The weather here (northern England) is incredibly warm for February so I've already seen quite a few bees, and my neighbours even spotted some tortoiseshell butterflies at the weekend :) Fortunately, the warmth has brought out lots of flowers too. Hope they don't all get shocked by a sudden cold-spell!

I have always tried to mix my planting up, and include flowers in and around my growing space, I will often allow some of the crop to to flower for the bees (3 different species of bees on my brociloi flowers right now) My favorite Multi crop is Tomato, peppers and Basil. This year I am trying tomato, basil, oragano, and onion. alternate rows with pepper and....something else im not the best at planning maybe more onions and herbs.

I've 5-10 meters of well established cotoneaster along a boundary wall, the bees love it, berries are like a last bastion for birds, mix of other shrubs especially allum and ornamental thistle and currant, keep them going between fruit and veg flowering.

I had great success last year with a polyculture of kale, broccoli, broad beans, buckwheat and herbs.

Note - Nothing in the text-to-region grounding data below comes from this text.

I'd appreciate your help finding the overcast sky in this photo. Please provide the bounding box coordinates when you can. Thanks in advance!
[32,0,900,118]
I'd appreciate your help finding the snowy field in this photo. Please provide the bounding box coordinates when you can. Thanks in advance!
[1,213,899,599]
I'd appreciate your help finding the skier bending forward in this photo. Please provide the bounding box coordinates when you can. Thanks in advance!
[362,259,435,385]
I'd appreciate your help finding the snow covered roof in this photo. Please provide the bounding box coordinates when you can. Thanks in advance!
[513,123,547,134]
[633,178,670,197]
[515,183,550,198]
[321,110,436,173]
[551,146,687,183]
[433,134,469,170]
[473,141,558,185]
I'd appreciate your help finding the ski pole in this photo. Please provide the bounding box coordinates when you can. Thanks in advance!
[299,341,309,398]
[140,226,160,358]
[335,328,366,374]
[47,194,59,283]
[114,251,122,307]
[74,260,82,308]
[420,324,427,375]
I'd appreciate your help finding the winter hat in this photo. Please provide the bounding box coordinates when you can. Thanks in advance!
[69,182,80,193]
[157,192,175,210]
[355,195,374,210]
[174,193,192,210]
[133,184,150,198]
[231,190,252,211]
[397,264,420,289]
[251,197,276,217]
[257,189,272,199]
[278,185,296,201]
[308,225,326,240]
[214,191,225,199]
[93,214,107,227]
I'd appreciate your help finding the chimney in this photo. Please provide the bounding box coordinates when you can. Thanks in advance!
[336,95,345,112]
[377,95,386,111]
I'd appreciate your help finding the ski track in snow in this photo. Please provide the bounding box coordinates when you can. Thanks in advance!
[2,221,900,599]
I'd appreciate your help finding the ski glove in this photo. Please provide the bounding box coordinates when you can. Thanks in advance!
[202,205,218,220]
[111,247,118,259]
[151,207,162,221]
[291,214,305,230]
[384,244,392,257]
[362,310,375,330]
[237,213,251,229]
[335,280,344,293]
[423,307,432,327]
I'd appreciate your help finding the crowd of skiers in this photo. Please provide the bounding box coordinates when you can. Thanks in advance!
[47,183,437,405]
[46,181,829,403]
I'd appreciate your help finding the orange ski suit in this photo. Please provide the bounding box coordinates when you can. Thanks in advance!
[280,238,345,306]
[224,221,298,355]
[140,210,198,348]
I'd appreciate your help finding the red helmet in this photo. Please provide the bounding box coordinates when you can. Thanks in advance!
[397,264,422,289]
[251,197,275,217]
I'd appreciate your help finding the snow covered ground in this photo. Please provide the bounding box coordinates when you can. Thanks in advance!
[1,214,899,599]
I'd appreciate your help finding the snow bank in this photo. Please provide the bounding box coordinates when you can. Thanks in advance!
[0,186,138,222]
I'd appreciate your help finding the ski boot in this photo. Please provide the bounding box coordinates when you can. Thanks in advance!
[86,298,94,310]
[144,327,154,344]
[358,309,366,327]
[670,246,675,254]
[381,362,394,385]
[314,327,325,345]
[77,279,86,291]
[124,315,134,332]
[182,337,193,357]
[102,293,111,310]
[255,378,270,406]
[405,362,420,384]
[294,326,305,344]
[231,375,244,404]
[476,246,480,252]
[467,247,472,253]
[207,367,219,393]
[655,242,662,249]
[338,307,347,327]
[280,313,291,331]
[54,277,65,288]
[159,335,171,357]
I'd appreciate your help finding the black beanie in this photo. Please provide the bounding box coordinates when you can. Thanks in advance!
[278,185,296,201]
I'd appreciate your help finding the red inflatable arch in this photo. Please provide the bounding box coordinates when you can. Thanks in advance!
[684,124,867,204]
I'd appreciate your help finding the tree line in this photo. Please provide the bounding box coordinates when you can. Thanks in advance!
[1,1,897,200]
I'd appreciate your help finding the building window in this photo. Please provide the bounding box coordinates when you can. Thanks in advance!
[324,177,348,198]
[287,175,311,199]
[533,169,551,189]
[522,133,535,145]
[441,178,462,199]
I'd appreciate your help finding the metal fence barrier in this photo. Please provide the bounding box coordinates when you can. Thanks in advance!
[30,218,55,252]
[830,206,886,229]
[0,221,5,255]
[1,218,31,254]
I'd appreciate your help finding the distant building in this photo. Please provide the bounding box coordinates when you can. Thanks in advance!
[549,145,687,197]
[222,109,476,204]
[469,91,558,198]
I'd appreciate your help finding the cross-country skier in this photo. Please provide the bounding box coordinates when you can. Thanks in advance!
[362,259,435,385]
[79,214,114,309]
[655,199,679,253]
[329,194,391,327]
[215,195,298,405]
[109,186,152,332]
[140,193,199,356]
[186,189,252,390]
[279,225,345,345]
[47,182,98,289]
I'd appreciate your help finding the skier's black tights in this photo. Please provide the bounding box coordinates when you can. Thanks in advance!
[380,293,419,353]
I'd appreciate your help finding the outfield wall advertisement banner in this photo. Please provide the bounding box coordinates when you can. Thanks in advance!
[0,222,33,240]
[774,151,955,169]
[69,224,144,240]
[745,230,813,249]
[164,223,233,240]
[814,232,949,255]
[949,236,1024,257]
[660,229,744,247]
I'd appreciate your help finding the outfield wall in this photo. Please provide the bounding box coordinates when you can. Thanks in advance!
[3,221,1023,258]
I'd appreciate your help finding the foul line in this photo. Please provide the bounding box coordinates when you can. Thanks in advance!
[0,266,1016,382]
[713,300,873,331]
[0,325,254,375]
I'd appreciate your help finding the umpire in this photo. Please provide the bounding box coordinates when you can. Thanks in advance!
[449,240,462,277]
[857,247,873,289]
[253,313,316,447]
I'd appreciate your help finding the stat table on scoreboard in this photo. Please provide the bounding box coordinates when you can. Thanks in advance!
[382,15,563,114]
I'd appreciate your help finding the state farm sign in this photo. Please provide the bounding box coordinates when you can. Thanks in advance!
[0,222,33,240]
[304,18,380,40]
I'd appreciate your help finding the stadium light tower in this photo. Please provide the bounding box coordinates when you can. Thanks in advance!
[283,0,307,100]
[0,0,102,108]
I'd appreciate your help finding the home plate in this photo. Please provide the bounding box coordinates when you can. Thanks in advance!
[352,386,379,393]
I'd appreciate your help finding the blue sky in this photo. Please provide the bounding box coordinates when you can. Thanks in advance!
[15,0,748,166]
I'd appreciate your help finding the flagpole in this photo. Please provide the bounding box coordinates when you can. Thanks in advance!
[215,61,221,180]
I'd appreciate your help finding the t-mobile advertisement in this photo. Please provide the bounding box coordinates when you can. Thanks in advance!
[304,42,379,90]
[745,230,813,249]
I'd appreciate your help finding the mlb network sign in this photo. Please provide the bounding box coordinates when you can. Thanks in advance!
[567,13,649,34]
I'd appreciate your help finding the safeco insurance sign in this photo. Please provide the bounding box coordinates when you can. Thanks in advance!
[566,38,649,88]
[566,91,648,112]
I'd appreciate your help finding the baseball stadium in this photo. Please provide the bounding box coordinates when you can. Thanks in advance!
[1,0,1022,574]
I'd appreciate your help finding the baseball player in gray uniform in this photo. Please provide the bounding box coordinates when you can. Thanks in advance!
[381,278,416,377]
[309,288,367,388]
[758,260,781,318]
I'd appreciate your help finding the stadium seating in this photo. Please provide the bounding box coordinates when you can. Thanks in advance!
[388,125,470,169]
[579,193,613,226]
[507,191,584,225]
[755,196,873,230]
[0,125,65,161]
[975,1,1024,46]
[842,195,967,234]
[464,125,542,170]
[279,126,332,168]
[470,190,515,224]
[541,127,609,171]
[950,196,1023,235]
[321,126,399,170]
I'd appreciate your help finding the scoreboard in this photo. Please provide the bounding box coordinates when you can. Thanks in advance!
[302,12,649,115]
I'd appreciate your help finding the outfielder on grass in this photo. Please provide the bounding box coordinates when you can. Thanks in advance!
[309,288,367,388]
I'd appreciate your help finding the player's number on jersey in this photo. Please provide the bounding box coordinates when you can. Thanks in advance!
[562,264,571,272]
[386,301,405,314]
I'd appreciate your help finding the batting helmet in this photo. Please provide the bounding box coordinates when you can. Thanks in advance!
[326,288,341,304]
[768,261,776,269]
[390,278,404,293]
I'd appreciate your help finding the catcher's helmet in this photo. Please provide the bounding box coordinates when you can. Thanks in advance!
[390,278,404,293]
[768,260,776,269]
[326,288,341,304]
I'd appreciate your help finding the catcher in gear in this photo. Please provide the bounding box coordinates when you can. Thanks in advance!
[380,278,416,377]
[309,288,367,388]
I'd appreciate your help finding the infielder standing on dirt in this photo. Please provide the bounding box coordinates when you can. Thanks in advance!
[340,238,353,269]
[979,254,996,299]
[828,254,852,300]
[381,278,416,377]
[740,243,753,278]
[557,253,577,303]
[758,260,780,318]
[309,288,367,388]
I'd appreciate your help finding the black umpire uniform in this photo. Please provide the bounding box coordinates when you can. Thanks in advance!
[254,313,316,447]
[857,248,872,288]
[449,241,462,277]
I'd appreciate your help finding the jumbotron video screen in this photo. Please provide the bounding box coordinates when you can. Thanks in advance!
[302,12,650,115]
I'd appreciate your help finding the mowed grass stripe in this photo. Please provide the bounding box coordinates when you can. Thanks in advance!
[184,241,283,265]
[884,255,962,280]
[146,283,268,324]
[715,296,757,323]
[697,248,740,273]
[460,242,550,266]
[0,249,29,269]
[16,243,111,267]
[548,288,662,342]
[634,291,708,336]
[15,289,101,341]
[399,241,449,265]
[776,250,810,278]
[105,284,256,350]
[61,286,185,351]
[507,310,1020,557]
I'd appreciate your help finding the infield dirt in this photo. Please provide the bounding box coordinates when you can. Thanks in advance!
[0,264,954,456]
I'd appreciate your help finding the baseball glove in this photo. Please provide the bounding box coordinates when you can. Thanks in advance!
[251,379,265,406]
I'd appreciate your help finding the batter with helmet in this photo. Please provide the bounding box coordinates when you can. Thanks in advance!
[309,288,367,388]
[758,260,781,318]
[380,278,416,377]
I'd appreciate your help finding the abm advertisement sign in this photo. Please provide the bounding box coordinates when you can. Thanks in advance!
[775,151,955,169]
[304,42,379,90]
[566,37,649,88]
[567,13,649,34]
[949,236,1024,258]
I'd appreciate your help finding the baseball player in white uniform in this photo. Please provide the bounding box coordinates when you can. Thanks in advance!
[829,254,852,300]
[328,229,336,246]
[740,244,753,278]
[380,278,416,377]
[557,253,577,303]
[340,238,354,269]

I simply sowed the whole bed with buckwheat and started everything else in modules, cutting back the buckwheat to make space to plant them out. I let many of the herbs go to flower and after the buckwheat and broad beans were harvested I cut the plants down for some free mulch.

This year I'm going to experiment with polycultures of carrots, onions and chamomile as well as amaranth, beans, clover and marigolds. On a larger scale I am in the process of turning my whole garden (5×10 metres) into one big polyculture, so far with an almond tree and a siberian pea tree (family apple tree to come later) as the canopy layer; tayberry, barberry and tree lupin as the shrub layer; beans, mashua and eventually hardy kiwi as the climber layer; and finally a diverse and rotating understory of vegetables, herbs and green manures and a groundcover of clover.

I'm so excited to see all these wonderful polyculture plans! You are all so inspiring :D

Please share how they develop - it would be great to know what works well and what maybe doesn't go as planned.